Other questions were raised in this regard. Do fee for service models exist and work? The Interuniversity Consortium for Political and Social Research (ICPSR) has a kind of “fee for service” model, specifically, a mixed membership model. Some ICPSR data are only available to members and some data are available to anyone. Can we take lessons from the citation indexing business model? Citation indexing took a few decades to become an accepted tool, and only after Eugene Garfield (and his collaborators) championed these tools in numerous settings and founded a company to enable their work.
One of the participants noted that cloud computing models are gaining traction in scientific fields. Evernote, Basecamp, Dropbox, and others, are widely used cloud-based tools. Anyone can
get them and they are very easy to use.
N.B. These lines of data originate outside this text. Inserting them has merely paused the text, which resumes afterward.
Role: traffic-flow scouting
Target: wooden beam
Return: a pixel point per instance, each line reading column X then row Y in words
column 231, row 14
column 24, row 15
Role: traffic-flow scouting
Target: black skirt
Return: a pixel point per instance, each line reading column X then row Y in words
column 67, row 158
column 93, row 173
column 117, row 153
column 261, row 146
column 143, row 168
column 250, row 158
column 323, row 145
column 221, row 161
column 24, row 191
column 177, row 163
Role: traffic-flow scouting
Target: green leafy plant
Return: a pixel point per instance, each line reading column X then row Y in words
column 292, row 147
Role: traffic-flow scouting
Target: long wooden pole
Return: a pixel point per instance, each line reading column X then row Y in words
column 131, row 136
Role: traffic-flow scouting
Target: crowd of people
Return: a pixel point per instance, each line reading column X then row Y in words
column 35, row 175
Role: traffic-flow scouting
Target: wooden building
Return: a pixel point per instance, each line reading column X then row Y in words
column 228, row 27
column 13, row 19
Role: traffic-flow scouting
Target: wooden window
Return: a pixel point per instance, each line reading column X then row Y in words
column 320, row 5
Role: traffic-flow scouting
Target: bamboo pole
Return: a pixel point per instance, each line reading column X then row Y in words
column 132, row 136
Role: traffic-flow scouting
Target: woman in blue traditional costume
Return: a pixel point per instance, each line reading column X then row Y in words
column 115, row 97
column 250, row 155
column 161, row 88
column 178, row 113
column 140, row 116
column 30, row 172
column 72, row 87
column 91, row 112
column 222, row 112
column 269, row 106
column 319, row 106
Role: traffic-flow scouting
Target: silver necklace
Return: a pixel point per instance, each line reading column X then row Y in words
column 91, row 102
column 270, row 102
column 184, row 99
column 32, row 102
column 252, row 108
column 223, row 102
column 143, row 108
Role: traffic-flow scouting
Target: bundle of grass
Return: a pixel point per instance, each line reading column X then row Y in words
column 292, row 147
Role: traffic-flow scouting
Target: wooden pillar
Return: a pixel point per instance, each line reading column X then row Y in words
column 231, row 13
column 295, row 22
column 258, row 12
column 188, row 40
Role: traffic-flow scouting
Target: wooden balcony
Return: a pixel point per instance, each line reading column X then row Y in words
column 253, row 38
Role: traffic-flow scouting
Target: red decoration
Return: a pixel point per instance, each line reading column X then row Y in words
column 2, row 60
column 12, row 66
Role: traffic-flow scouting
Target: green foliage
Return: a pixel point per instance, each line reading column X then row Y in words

Cloud tools are not necessarily interoperable; resources can be siloed in cloud tools just as easily as they can be siloed with conventional technologies. Cloud computing can also introduce a whole new set of confidentiality issues, and is not without some costs as well. With regard to data citation, how do you cite data that are in the cloud? Data may be distributed across computers, and in some cases mirrored or duplicated.
One of the biggest scientific issues related to data citation identified in this breakout session was the culture shift that might be required in many research domains. Currently, citation of data is not widespread in most research communities and is not the accepted thing to do. What is the “tipping point” for data citation? What will push researchers to cite data? One possibility is that a new reward structure for scholarship could be developed. For example, the tipping point for data citations might be when somebody starts counting data set citations. Even if such counting becomes the norm, however, new data citation metrics ought to be developed within institutional structures such as data centers, libraries, universities, and other institutions that provide individual rewards to scientists.